On imagine que le jugement de la catégorie Révélation a suscité moins de discussions au sein du jury, le prix étant décerné au baryton Timothée Varon (vingt-six ans), idéal en Comte des Nozze di Figaro (Hai già vinta la causa), beau grain de voix, aigus vaillants dans la section finale, aux graves toutefois moins bien exprimés en Valentin du Faust de Gounod. On remarque aussi le ténor Julien Henric, déjà présent mais non primé l’année dernière [lire notre chronique du 30 septembre 2017] : il joue d’abord Hoffmann dans La légende de Kleinzach, puis délivre un magnifique È la solita storia del pastore (Cilea, L’Arlesiana), le sommet de la soirée pour beaucoup de spectateurs. Le ténor reçoit d’ailleurs le prix du Public, qu’il cumule avec le prix du Conseil Départemental de Vaucluse et celui de l’Orchidée, décernée par un jury spécial d’étudiants de l’Université Avignon Pays de Vaucluse. Le soprano Amandine Ammirati (vingt-cinq ans) fait aussi entendre un joli instrument dans son premier air, l’Ode à la lune (Dvořák, Rusalka), elle marque moins en Blanche dans Mon père, il n’est pas d’incident (Poulenc, Dialogues des carmélites). C’est aussi le cas pour le mezzo indien Ramya Roy (vingt-six ans), chanteuse très épanouie dans L’heure espagnole de Ravel (Ah ! La pitoyable aventure), mais bien à la peine pour suivre la cadence de la section finale du rondo Nacqui all’affanno (Rossini, La Cenerentola).
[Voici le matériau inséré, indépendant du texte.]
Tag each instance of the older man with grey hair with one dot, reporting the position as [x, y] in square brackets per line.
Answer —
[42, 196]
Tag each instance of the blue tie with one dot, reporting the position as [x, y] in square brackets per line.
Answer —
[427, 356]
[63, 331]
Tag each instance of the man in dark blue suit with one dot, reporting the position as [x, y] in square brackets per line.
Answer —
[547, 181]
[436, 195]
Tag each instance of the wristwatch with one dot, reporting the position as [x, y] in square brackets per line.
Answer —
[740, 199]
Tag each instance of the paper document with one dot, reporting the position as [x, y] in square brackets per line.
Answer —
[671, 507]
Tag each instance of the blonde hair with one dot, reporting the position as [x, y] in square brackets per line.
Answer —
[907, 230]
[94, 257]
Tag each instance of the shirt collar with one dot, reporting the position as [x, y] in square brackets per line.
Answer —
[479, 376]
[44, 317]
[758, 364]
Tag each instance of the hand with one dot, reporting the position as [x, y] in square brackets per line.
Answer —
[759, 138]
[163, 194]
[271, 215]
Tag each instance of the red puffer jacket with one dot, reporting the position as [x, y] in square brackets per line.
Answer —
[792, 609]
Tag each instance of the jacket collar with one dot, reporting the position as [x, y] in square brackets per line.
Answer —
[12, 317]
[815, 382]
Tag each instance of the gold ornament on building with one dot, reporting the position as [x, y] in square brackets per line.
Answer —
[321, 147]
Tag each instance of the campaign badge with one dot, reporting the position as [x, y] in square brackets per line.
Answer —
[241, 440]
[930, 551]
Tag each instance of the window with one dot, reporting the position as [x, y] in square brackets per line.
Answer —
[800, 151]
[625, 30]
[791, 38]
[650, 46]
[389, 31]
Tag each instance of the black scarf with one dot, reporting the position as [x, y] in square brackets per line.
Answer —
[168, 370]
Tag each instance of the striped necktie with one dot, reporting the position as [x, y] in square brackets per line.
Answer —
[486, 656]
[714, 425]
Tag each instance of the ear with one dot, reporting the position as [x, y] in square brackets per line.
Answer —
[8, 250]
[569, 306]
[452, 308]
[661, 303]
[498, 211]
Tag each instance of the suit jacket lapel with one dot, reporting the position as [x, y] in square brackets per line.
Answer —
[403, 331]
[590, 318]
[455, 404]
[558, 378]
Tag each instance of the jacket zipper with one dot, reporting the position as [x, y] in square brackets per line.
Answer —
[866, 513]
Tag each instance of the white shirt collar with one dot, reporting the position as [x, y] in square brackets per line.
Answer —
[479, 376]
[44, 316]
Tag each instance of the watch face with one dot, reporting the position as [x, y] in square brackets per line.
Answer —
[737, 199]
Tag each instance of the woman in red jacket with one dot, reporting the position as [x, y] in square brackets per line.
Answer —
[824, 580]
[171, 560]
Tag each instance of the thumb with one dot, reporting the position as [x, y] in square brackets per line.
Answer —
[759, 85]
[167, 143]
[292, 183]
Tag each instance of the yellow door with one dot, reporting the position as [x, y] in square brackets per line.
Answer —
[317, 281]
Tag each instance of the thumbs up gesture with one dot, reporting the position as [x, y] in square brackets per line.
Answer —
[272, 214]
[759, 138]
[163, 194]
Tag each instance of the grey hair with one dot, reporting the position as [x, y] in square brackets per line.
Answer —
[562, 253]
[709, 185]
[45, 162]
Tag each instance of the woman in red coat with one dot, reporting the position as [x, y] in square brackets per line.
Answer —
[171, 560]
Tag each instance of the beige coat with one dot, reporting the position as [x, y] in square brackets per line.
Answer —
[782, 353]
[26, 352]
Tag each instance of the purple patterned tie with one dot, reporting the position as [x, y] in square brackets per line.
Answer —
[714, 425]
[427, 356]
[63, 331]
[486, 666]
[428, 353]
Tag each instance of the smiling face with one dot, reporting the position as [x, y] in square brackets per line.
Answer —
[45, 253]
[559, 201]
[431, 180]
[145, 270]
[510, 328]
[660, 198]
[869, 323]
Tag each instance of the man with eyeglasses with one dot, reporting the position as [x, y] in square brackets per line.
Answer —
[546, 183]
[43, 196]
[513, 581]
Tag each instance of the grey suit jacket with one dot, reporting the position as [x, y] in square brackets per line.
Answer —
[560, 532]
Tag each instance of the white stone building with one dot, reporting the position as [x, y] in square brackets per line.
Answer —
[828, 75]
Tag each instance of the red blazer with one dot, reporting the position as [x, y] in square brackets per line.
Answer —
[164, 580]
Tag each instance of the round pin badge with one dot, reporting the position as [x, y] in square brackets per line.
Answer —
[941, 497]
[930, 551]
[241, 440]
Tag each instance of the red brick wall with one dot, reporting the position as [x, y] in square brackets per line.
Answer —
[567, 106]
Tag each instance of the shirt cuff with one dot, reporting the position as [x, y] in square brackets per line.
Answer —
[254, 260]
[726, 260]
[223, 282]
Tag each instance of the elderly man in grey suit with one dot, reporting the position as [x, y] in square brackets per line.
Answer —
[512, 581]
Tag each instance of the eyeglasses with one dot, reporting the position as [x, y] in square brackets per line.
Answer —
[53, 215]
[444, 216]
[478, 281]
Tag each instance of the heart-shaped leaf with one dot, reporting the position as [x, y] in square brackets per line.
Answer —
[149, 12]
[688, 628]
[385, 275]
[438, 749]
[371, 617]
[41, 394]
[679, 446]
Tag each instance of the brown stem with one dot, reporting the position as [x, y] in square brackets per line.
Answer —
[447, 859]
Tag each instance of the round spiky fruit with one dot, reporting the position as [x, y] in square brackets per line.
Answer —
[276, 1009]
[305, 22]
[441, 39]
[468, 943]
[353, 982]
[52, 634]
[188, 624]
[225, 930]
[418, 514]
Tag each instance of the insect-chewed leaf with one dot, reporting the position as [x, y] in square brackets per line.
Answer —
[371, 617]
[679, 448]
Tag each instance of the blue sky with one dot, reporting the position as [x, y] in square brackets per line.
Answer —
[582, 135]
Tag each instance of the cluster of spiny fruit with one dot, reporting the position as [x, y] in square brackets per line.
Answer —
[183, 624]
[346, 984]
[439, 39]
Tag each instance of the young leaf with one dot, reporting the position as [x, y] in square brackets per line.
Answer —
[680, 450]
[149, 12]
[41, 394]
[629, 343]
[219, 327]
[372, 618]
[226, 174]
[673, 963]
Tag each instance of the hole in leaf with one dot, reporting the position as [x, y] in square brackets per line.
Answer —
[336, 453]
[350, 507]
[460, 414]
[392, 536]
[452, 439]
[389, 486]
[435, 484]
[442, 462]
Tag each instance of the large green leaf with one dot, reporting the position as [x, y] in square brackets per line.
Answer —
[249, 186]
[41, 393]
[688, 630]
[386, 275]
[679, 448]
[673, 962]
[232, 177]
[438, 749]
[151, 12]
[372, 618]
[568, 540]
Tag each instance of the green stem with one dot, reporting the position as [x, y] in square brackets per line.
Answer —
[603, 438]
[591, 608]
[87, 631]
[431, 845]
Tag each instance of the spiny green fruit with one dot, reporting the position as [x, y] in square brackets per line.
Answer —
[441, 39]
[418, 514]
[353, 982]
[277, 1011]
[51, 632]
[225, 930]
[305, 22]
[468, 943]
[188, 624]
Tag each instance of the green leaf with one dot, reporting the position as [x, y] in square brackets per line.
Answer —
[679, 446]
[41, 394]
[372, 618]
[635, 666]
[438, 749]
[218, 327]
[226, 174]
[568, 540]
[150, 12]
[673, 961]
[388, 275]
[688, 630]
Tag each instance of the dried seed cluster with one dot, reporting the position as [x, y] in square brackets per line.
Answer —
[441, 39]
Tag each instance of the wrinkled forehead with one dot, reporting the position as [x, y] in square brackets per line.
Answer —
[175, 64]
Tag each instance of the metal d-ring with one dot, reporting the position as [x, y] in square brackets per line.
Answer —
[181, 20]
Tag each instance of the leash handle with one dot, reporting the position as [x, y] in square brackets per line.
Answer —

Valérie Chevalier, directrice de l’Opéra national de Montpellier, intervient en conclusion pour indiquer qu’elle ne décerne pas de prix, mais offre des concerts à quatre lauréats : Clarisse Planchais, Jean Miannay, Rémy Bres-Feuillet et Lisa Chaïb-Auriol. Au bilan, en comptabilisant prix et concerts, ce sont six candidats des douze finalistes qui sont récompensés.